The 'format_group' regex is the opposite of this, and when given a string of numbers, such as ' 5 (34%) [9]' will return the separate segments of numbers broken into their format groups, which in this example would be ' 5', '(34%)', and '[9]'.
Examples
get_tplyr_regex('format_string')
#> [1] "(a(\\+\\d+)?|(\\S+)A(\\+\\d+)?|(\\S+)X+|x+)(\\.([A|a](\\+\\d+)?|[X|x]+)?)?"
#> attr(,"options")
#> attr(,"options")$case_insensitive
#> [1] FALSE
#>
#> attr(,"options")$comments
#> [1] FALSE
#>
#> attr(,"options")$dotall
#> [1] FALSE
#>
#> attr(,"options")$multiline
#> [1] FALSE
#>
#> attr(,"class")
#> [1] "stringr_regex" "stringr_pattern" "character"

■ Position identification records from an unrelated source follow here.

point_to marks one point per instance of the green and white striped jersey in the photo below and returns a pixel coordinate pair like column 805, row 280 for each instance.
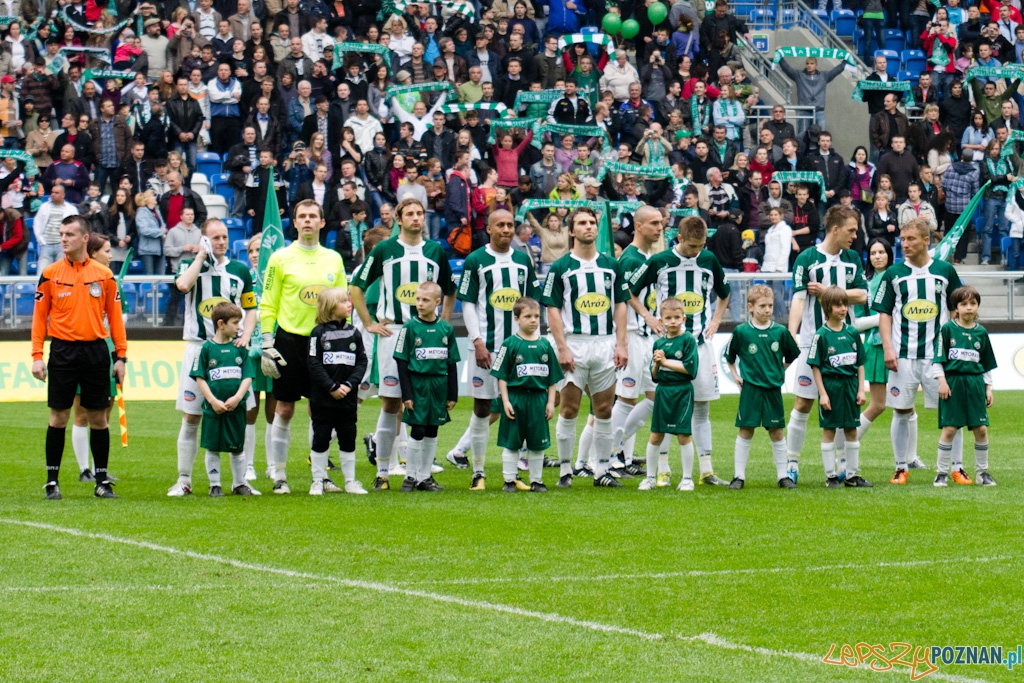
column 229, row 282
column 919, row 301
column 494, row 283
column 629, row 262
column 815, row 265
column 400, row 268
column 689, row 280
column 586, row 292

get_tplyr_regex('format_group')
#> [1] "[^\\s\\d]*\\s*(\\-?\\d+(\\.\\d+)?)\\S*"
#> attr(,"options")
#> attr(,"options")$case_insensitive
#> [1] FALSE
#>
#> attr(,"options")$comments
#> [1] FALSE
#>
#> attr(,"options")$dotall
#> [1] FALSE
#>
#> attr(,"options")$multiline
#> [1] FALSE
#>
#> attr(,"class")
#> [1] "stringr_regex" "stringr_pattern" "character"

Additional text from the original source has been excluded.